Thank you, ADK Baker readers.  The fact that you are here, reading this, means the world to me.  I appreciate each and every one of you.

photo credit: http://4.bp.blogspot.com/-Ow19sN5lNxg/UX6jcDUuLUI/AAAAAAAACy8/eI4B7AIZabw/s1600/birthday4.jpg

Friday, May 24, 2013

Insanely Easy Home-Made Glazed Doughnuts

While I research healthier recipes to post on this blog (a promise to you and to myself!), I bring you something not quite so healthy, but very simple and satisfying -- the easiest home-made glazed doughnut.  This is a recipe for a doughnut so quick and delicious that you won't believe you did it yourself! It all starts with a loaf of frozen bread dough. While partially thawed, you slice the loaf into even rounds. When the rounds are thawed through, a hole is poked in the middle and the each round is stretched into a ring. The doughnuts are then set to rise to about double their size, and then quickly fried, one side and then the other, in a small pot with about an inch/inch-and-a-half of hot canola oil. They are then drained on paper towels and finally coated with a thin confectioners sugar glaze. And eaten, yes, they are eaten!

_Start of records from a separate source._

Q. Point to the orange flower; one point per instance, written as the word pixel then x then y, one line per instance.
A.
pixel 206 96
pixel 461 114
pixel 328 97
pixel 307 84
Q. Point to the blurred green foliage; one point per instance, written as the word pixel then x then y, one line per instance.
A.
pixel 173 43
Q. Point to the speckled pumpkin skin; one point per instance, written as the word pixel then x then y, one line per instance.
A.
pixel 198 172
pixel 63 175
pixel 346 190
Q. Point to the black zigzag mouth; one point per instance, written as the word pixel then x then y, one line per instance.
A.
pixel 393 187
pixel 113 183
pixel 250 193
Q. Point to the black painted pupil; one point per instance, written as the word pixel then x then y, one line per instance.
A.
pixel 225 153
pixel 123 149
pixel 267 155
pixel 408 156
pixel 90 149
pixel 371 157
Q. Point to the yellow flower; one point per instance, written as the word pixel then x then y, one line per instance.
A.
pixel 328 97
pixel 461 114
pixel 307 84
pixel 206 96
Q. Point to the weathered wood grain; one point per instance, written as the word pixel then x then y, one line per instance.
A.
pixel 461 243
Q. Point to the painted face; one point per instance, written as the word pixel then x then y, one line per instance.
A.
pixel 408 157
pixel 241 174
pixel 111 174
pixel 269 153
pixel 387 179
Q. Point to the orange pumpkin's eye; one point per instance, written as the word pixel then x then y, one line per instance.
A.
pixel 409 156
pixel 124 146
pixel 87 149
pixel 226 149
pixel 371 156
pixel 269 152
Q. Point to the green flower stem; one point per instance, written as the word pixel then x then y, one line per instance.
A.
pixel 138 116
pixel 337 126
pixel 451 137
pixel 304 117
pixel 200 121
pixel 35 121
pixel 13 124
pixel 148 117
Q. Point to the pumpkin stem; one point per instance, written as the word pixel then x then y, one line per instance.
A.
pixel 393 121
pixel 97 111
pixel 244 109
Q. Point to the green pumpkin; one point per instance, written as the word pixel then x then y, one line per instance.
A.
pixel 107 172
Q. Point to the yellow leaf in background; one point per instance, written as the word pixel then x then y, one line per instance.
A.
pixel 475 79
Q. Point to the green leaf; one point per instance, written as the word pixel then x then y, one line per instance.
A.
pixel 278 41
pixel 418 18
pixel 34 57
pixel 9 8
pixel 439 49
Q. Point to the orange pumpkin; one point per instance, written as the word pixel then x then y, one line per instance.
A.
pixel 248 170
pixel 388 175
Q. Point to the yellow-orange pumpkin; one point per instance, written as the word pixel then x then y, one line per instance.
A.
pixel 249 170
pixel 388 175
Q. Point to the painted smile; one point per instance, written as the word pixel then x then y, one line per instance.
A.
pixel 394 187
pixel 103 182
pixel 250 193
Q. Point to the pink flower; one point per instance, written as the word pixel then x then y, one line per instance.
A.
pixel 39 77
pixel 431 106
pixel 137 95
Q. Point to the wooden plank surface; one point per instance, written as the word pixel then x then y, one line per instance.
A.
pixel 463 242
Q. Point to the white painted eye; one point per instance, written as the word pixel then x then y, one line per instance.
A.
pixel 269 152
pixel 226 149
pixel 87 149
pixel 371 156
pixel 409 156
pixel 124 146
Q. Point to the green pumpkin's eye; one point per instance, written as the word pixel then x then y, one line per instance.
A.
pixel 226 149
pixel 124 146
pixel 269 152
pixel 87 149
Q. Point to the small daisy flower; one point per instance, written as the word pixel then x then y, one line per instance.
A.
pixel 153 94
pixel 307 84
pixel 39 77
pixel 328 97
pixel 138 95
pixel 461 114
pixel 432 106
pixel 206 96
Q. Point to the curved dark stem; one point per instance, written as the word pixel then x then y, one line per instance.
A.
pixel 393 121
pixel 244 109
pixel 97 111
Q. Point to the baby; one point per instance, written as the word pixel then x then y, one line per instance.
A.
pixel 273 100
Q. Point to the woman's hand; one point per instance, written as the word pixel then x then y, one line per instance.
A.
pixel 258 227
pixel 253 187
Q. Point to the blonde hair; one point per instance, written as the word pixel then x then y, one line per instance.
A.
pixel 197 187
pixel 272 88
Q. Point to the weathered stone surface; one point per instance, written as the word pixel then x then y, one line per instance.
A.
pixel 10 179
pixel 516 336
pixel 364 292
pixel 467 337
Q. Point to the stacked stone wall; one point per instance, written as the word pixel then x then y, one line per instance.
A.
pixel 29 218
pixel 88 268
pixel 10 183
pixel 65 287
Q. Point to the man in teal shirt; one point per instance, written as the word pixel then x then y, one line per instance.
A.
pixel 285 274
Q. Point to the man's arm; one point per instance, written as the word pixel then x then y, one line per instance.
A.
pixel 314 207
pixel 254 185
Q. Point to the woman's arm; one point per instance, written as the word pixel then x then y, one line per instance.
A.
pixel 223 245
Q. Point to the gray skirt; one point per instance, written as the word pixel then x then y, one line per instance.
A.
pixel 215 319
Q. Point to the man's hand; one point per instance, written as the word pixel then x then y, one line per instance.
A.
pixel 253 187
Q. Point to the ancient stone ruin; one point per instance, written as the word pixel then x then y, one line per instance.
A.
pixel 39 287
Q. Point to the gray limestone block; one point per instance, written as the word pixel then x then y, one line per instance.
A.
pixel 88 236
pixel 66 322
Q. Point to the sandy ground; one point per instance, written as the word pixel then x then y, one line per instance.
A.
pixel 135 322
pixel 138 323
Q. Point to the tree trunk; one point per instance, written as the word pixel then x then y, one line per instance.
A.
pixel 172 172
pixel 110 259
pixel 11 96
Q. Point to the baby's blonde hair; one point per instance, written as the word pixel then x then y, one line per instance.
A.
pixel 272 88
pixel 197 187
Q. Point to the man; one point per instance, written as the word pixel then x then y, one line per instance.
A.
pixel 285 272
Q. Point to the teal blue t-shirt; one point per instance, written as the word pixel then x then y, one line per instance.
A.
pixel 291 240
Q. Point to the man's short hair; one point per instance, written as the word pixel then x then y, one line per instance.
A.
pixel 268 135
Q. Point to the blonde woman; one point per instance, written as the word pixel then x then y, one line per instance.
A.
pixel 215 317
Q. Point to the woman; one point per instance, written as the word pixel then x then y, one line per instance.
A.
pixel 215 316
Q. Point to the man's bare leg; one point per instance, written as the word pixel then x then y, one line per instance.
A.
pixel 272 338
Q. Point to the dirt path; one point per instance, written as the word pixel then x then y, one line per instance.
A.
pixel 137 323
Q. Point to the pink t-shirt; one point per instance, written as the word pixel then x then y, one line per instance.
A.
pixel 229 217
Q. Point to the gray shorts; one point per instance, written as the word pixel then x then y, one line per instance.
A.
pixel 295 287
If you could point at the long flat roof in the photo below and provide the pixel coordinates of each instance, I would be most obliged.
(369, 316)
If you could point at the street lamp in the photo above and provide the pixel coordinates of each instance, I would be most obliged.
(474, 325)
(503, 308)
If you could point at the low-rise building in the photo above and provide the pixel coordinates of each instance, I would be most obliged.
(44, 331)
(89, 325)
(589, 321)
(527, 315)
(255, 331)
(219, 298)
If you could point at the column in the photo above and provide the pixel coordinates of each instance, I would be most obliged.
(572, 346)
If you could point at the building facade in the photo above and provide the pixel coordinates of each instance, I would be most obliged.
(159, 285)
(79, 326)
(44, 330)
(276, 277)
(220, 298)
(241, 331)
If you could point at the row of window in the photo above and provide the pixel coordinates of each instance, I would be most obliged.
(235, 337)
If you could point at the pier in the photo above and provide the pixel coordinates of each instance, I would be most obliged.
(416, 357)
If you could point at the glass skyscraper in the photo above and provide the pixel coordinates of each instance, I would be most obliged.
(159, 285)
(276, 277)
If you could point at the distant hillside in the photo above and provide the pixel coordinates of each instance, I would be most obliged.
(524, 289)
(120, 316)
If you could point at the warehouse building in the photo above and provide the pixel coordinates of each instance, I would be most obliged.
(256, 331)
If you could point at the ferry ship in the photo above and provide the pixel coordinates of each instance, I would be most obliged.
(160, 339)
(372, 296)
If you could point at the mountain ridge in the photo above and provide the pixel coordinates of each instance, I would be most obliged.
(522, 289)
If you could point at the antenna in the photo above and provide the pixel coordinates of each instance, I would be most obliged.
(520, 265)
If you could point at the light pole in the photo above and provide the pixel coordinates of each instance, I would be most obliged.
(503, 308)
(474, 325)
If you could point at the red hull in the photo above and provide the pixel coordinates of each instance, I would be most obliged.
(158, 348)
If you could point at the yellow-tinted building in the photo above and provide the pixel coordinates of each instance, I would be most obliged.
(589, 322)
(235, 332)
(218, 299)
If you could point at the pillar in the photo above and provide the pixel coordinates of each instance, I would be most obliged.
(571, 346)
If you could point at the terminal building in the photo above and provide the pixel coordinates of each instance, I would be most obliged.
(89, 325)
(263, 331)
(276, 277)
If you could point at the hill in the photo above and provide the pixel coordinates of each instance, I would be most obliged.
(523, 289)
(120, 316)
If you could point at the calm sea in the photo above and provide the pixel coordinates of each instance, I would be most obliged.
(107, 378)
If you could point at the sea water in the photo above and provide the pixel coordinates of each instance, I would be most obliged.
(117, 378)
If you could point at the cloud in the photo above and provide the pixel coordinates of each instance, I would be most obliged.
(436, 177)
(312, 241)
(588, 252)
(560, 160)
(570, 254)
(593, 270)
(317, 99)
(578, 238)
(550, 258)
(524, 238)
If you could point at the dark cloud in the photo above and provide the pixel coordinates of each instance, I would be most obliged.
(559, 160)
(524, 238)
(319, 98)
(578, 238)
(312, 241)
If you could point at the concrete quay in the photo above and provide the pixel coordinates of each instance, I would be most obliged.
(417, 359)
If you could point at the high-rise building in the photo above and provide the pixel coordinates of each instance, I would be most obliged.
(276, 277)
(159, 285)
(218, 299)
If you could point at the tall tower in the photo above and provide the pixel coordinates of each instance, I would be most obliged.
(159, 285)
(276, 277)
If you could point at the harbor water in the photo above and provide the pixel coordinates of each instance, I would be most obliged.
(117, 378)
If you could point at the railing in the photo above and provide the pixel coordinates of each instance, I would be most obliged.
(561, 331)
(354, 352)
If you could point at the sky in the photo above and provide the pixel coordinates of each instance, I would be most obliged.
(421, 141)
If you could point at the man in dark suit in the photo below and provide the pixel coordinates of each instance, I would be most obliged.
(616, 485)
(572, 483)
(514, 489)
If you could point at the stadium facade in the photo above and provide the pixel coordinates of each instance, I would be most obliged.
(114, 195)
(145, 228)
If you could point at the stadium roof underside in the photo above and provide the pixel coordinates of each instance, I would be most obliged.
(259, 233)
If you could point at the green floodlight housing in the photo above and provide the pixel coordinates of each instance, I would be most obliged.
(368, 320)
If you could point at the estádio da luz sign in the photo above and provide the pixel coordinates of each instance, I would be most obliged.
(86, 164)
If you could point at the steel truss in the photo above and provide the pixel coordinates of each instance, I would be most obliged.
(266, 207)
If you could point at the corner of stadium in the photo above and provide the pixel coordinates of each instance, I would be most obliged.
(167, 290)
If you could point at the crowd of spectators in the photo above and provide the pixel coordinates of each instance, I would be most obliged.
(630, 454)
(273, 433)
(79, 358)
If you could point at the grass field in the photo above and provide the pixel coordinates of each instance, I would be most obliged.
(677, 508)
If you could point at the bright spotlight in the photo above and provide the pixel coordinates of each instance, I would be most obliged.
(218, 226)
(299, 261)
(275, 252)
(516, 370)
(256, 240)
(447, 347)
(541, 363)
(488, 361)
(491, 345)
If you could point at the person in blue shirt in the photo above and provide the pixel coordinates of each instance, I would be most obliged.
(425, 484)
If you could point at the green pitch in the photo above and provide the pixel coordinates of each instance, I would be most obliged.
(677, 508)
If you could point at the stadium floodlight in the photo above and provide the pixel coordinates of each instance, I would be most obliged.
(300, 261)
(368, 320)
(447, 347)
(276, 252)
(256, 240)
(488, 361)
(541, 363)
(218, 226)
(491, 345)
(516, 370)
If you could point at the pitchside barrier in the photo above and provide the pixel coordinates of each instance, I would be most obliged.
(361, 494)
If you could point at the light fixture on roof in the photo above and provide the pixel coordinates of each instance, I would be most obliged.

Coming soon - I'm concocting another doughnut, without the hole, filled with pastry cream and covered in chocolate ganache -- my version of a Boston Cream Doughnut (I'll have to give them ALL away!)... Soon, I promise!

Here's the step-by-step in photos:


Frozen bread dough, 1 lb. loaf
canola oil, enough to fill pot 1 to 1 1/2 inches deep*
confectioners sugar

Allow bread dough to thaw in refrigerator for a few hours until it is soft but still firm:

On cutting board, slice loaf into 8-12 even rounds. Place rounds on a cookie sheet lined with parchment paper that's been sprayed with cooking spray. Lightly spray rounds and cover with a kitchen towel or lightly with plastic wrap:

When thawed through,  poke a hole in the center and pull dough into ring. Cover again and let rise in warm area of kitchen until doubled in size.:

In small pot on stove, heat canola oil to shimmering (med to med/high heat). Carefuly drop one doughnut into oil and cook until golden on the bottom. NOTE: This happens quickly.VERY CAREFULLY turn doughnut over and allow other side to get to the same golden color. These can get too brown in a hurry so watch carefully:

Remove cooked doughnut to a tray lined with paper towels:

Repeat with remaining doughnuts (it goes very quickly).

Place cooling doughnuts on wire rack over a piece of parchment paper. Spoon glaze evenly over tops of doughnuts.


1 1/2 cups confectioners sugar

In a medium sized bowl, whisk confectioners sugar with a little bit of water, a few teaspoons at a time, until you've added enough water to make a thin glaze.  It doesn't take much, so go sparingly with the water.  When the glaze thins to a point where it coats a spoon or fork without running off too quickly, you've reached the right consistency.  Spoon over doughnuts and allow to coat completely.  Let set until the glaze has firmed up, and enjoy your own home-made doughnuts.

*Oil can be saved in an air-tight container and used again.

Saturday, May 18, 2013

Vanilla-Lemon Layer Cake with Fluffy Lemon Buttercream and Strawberries!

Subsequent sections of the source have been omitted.